Bullous hemorrhagic dermatosis is an under-recognized side effect of full dose low-molecular weight heparin: a case report and review of the literature

Bullous hemorrhagic dermatosis (BHD) is a systemic side-effect of low molecular weight heparin, characterized by multiple intra-epidermal hemorrhages distant from the site of injection. There have been several small case series and literature reviews on BHD, but none have captured a complete set of reported patients. We sought to describe a case of BHD with late diagnosis and completely summarize the existing English and Spanish literature with searches of Pubmed, Scopus, Ovid Embase and Ovid Medline. After narrowing to 33 relevant reports, we describe 90 reported cases worldwide from 2004 to 2017, in addition to a new case from our institution as a means of comparison. We found that BHD was common in elderly men (mean age 72 ± 12; male:female, 1.9:1) and typically occurred within 7 days of administration of anticoagulation (median 7 days ± 6.4) usually with enoxaparin use (66% of cases). Lesions occurred primarily on the extremities only (67.9% of cases). Coagulation testing was most often normal before administration, and the majority of patients had coagulation testing in therapeutic range during treatment. Most practitioners stopped anticoagulation if continued therapeutic intervention was no longer required (57% of cases), or changed therapy to another anticoagulation if continued treatment was required (14.3% of cases). Therapy was continued outright in 23% of patients. The lesions usually resolved within 2 weeks (mean days, 13.0 ± 7.4). There was no difference in time to resolution between patients who continued the culprit anticoagulant or changed to a different anticoagulant, and those who discontinued anticoagulation altogether (13.9 days vs. 12.1, p = 0.49). Four deaths have been reported in this clinical context, two specified as intracranial hemorrhage. These deaths were unrelated to the occurrence of BHD. Continuation of low-molecular weight heparins appeared to be safe in patients with BHD.

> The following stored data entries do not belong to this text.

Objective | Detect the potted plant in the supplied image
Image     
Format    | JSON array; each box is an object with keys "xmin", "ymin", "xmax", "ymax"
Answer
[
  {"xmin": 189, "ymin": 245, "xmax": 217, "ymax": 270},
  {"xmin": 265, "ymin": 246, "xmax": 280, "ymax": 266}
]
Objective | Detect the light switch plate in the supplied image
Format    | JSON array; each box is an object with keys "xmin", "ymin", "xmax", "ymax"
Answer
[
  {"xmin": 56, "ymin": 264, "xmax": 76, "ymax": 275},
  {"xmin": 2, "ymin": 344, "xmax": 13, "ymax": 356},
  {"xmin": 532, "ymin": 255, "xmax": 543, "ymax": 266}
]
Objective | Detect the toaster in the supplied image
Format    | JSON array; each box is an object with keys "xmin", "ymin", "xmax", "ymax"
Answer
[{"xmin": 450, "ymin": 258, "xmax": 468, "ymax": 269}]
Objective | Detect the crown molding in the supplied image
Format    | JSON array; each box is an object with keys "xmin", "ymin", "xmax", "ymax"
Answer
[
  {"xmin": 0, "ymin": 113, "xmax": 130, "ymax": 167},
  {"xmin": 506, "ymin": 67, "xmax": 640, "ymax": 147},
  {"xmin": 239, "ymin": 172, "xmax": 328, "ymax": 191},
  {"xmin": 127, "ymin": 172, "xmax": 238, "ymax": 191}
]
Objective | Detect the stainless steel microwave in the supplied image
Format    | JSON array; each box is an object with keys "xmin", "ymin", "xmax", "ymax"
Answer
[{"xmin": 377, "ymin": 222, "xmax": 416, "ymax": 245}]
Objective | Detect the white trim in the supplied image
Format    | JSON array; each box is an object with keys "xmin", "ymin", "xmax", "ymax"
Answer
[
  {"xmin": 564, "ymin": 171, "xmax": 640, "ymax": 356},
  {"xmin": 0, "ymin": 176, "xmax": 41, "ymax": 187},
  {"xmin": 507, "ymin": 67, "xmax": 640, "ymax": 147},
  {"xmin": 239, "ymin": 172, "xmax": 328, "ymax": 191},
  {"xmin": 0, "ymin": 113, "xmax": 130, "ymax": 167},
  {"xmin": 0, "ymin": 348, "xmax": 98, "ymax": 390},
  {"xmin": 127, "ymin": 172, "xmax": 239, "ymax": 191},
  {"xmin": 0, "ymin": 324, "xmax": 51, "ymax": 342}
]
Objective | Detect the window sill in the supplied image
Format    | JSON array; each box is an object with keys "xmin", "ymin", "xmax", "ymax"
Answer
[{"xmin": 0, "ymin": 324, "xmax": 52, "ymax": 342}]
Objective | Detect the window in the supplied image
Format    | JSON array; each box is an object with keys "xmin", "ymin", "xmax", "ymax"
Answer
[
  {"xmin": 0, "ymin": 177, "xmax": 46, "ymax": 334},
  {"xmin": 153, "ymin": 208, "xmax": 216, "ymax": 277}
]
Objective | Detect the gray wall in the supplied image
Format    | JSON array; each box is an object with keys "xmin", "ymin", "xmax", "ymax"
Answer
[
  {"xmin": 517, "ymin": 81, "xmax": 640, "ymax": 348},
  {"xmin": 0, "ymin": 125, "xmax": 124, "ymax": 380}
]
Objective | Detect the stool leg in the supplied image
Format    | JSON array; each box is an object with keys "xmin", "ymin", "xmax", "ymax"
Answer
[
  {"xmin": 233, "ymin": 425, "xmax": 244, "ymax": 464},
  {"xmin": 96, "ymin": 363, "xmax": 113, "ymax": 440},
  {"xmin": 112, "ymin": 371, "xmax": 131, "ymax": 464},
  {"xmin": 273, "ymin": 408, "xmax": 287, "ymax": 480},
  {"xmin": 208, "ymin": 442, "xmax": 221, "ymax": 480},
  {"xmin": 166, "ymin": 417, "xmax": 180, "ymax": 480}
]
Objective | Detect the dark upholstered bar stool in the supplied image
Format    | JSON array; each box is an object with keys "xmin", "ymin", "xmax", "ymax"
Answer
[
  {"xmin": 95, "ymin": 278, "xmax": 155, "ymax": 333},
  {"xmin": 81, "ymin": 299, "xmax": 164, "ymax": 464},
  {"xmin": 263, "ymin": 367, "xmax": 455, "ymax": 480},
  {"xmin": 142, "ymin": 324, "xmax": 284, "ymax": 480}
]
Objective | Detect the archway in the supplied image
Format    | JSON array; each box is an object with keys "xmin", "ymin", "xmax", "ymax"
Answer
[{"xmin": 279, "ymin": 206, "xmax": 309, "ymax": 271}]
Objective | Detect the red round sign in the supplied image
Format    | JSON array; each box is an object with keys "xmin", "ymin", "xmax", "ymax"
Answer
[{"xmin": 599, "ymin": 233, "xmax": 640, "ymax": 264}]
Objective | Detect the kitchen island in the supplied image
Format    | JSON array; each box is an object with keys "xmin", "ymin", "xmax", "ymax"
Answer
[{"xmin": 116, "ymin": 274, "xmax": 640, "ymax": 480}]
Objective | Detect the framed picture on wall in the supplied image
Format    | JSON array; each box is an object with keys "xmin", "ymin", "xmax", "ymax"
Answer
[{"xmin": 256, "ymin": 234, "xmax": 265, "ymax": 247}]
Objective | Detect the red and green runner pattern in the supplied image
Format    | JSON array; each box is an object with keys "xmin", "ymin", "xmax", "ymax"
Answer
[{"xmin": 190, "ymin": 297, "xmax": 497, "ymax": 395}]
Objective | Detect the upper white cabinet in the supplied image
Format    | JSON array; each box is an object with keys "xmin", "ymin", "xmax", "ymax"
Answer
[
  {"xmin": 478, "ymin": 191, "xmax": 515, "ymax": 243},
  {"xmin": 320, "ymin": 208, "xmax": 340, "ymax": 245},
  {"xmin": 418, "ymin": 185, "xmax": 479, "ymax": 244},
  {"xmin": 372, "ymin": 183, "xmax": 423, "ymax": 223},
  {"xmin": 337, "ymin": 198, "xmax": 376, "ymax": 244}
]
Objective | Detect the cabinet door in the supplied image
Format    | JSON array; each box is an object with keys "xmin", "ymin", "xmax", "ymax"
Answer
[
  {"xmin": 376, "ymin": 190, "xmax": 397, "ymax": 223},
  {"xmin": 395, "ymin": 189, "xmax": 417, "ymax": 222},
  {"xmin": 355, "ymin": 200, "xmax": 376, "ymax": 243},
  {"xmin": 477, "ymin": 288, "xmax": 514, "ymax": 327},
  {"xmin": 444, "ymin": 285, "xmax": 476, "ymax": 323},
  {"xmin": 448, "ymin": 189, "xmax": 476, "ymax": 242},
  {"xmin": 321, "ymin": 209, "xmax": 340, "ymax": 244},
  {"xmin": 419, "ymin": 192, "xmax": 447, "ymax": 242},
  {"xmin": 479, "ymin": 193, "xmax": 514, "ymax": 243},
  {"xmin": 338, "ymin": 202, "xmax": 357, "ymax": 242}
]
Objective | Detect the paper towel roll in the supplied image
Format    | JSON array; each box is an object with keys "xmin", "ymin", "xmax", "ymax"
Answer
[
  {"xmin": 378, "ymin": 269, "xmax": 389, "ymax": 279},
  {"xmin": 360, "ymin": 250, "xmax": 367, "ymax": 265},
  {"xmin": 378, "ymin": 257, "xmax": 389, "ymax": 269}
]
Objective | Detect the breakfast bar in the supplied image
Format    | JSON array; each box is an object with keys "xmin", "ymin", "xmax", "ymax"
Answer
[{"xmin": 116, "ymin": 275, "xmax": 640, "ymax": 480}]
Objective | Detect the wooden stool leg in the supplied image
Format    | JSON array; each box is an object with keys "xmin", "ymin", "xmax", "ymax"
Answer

Low molecular weight heparins (LMWH) are extensively used as anticoagulation for primary and secondary prophylaxis against thrombosis, particularly in patients with malignancy. There are several known dermatological side-effects of LMWH, including injection site hematoma and skin necrosis, eczematous dermatitis, and the lesser known bullous hemorrhage dermatosis (BHD). The latter was first described in 2004 by Dyson et al. [1]. It typically presents as intra-epidermal lesions found mainly on the extremities and torso, with a black appearance. The lesions occur at sites distant from injection, suggesting a systemic mechanism. There have been several small case series on BHD, but none have captured a complete review of reported cases. The frequent use of LMWH warrants systematic review of this side-effect so clinicians recognize its characteristics and know how to intervene. We sought to describe a case of BHD at our institution and provide a complete summary of the existing English and Spanish literature.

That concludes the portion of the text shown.